Research questions: Multimorbidity-defined as the co-occurrence of two or more chronic conditions-exerts substantial influence on chronic kidney disease (CKD) onset and progression. Nevertheless, critical evidence gaps persist in large-scale clinical research: the longitudinal impact of dynamic multimorbidity trajectories on renal decline remains unquantified; and whether metabolic and genetic factors differentially modulate CKD risk across varying multimorbidity patterns and burdens is poorly understood.

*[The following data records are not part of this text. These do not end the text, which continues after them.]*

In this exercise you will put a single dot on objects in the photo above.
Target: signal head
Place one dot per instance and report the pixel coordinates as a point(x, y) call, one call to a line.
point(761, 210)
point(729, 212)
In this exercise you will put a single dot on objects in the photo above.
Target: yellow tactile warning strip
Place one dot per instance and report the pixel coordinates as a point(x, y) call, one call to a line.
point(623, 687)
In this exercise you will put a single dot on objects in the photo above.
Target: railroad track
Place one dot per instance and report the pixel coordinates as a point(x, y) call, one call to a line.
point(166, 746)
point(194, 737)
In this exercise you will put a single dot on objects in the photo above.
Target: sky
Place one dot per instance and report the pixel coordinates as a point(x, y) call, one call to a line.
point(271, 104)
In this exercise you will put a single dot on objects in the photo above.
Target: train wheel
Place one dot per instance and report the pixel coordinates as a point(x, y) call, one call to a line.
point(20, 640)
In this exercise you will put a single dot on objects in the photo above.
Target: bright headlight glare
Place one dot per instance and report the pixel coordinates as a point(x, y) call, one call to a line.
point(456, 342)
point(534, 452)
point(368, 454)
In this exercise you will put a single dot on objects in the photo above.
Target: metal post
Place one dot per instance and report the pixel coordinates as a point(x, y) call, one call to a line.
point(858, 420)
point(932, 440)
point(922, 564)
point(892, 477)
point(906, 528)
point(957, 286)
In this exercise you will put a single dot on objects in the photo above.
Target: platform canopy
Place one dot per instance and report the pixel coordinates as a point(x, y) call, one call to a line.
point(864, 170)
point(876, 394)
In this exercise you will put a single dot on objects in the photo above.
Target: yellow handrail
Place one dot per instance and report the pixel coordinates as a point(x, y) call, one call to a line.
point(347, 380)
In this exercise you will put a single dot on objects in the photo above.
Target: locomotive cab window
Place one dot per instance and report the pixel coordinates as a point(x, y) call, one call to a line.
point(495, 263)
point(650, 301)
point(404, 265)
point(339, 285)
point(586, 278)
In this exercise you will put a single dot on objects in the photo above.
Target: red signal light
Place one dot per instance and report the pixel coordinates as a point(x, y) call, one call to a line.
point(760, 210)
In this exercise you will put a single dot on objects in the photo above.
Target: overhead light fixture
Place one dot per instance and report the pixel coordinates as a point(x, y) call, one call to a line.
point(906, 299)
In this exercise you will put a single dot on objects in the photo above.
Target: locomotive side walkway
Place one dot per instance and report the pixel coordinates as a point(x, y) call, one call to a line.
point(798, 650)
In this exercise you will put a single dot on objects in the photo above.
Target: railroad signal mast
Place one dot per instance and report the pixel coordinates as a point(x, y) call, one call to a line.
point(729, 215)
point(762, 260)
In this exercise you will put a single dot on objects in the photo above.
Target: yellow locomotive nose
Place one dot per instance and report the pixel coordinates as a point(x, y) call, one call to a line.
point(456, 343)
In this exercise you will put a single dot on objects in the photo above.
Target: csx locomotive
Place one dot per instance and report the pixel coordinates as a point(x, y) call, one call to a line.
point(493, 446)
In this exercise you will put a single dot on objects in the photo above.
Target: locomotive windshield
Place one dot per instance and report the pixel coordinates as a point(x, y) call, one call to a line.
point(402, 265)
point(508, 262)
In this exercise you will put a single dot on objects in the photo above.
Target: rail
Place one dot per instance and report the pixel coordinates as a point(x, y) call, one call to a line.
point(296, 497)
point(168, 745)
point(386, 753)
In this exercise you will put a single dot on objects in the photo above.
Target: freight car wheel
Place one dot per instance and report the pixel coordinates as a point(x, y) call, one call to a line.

Objectives: To delineate the associations between distinct multimorbidity patterns/trajectories and the onset and progression of CKD; To assess whether and how multimorbidity clusters modulate the relationships of metabolic and genetic factors with CKD pathogenesis.
Scientific rationale: Multimorbidity presents a pervasive global health challenge with prevalence projected to rise substantially in coming decades. CKD frequently anchors these complex disease clusters, evidenced by 19.74% of CKD patients carrying !4 comorbid disorders – a pattern strongly associated with adverse outcomes. While data-driven quantification of disease co-occurrence can reveal pathophysiological heterogeneity underlying CKD development and identify prognostically significant clusters, critical knowledge gaps persist: (1) how temporal multimorbidity trajectories drive renal decline through shared mechanisms (e.g., metabolic-inflammatory axis dysregulation, mineral-bone disorders); and (2) whether interactions between comorbidity patterns and genetic determinants accelerate CKD pathogenesis. To address this, we intend to integrate longitudinal electronic health records with multi-omics data to: quantify comorbidity pattern effects on CKD incidence/progression; uncover underlying biological pathways; and thereby establish an evidence base for precision risk stratification, cross-disease therapeutic targeting, and patient-centered integrated care models for multimorbid CKD.